In a way, medical students have become inured to the expectation that they pony up and hop on a plane. In the days before the pandemic, during the final year of school, students would spend a few months flying — often at a moment’s notice — to interview at different residency programs to secure a spot for their next phase of training. Students would have little control over the schedule and, if interviewing along and between both coasts, could bounce back and forth across the country. On average, students spent between $1,000 and $5,000 on lodging and transportation for interviews. These numbers soared even higher for those applying to more competitive specialties.
On the testing side, students spend $3,485 on registration for Step exams – almost $2,000 of which is spent during the same year students travel for interviews. This figure doesn’t include the costs of study aids, practice tests, or fees incurred to move their exam date.
For the past 16 years, Step 2 CS has been treated like another drop in the bucket, but in reality, it is more like a lake in the ocean. The exam poses a huge financial burden that disproportionately affects lower-income students.
Furthermore, the test’s utility has been called into question, making it even more difficult to justify the expense. Since 2010, 95-98% of North American medical students passed Step 2 CS on their first attempt, and of those who failed, 91% passed on their second try.
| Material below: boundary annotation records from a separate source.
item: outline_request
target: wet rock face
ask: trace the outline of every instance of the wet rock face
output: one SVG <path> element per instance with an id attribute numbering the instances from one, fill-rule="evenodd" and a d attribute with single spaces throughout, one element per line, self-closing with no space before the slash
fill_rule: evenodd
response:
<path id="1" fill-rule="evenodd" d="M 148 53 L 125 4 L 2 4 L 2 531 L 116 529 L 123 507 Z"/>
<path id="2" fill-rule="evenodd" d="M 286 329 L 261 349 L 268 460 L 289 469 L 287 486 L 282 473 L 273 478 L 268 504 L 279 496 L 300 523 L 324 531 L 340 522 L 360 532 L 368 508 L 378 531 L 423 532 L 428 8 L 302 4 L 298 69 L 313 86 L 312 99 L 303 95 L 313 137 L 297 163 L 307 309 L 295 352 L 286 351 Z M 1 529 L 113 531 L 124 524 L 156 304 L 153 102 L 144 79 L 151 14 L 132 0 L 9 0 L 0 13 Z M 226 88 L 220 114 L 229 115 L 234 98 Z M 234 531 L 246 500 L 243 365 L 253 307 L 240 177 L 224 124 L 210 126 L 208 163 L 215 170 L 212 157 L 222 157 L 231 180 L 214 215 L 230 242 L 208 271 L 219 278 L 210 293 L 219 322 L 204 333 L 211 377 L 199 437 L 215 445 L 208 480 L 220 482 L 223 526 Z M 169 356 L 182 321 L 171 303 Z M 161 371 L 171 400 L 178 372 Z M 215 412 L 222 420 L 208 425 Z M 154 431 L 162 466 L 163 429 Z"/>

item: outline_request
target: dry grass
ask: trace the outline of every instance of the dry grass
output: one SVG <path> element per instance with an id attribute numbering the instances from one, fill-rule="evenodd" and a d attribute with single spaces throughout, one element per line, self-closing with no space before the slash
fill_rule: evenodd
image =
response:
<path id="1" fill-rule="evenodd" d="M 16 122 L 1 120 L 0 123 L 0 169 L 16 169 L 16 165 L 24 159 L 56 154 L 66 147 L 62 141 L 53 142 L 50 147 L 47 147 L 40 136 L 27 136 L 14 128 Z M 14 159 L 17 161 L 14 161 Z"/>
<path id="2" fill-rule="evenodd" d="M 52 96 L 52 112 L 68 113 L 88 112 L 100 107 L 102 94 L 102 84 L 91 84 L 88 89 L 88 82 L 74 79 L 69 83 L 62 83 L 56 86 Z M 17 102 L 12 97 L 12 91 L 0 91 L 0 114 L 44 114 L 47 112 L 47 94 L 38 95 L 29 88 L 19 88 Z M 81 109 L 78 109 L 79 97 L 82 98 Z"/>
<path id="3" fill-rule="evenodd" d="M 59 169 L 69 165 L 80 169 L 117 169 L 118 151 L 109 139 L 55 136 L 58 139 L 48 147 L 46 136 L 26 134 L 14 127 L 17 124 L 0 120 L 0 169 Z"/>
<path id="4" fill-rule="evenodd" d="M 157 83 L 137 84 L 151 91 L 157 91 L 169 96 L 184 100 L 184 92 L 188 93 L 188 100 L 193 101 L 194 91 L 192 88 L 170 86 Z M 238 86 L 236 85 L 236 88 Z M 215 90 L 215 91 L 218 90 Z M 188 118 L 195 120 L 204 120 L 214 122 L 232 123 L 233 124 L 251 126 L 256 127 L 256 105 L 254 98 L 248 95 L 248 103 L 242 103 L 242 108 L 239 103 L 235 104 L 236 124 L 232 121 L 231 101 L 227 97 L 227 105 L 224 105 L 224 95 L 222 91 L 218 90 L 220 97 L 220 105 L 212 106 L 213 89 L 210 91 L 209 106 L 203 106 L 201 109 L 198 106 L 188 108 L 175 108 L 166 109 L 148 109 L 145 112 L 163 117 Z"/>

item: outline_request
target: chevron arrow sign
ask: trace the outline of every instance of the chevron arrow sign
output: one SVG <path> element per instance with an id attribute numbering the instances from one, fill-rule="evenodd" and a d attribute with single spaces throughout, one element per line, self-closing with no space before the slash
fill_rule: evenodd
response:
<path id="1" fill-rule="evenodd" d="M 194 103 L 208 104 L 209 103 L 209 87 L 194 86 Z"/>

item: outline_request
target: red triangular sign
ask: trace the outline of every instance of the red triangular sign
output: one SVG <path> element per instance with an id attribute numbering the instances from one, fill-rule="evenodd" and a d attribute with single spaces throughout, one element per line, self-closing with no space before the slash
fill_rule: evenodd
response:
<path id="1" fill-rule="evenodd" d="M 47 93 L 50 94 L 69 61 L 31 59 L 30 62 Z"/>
Not unexpectedly, several single-institution studies have shown that students who failed the first time around were more likely to have had poor pre-clinical grades, failed Step 1, struggled on their clerkships, or performed poorly on the shorter subject exams taken throughout the clinical years.
These associations beg the question: what new information does Step 2 CS really provide about 3-5% of students? And is it worth $1,300 out of the pockets of some of the most deep-in-debt students?
Another concerning finding is that international medical students fail Step 2 CS at 5 times the rate as North American medical students. This statistic has prompted medical educators to ask whether factors such as English proficiency and variations in accent have substantial effects on performance, although insufficient data is made available to evaluate the discrepancy. If English proficiency or accent were major predictors of a student’s ability to pass, that would raise serious doubts about the clinical utility of the exam. Instead, Step 2 CS would be a test of language skills.
In response to the cost and concerns, the American Medical Association Medical Students Section has called to end Step 2 CS. As a rising fourth-year medical student, I echo their unified voice but deviate slightly in my stance.
My hope is that third parties invested in medical education – and not the USMLE alone, which brings in millions of dollars each year from testing fees – will come together to evaluate the costs and benefits of Step 2 CS. As others have suggested, in a healthcare system that strives to eliminate waste and reduce costs, we should apply the same scrutiny to our medical licensing exams.
If a third-party review concludes that an in-person standardized clinical skills exam is warranted before graduating new doctors, then we’ll continue forward. But in that case, this break in routine provides the perfect opportunity to modify the exam’s format and finances. This is the time to minimize the exam’s redundancy, to do away with the need to travel to one of only five cities, and to lower the price of the test itself.
It’s possible that an external review may find that the exam’s benefits pale in comparison to its costs. A thorough review may conclude that the test is redundant, that students’ clinical skills can adequately be assessed using the many other test results and data points collected throughout medical school. Or it may even find that we’re not really testing clinical skills as much as English proficiency. In these cases, I’ll gladly join the chorus of voices and unequivocally state: it is time to end Step 2 CS.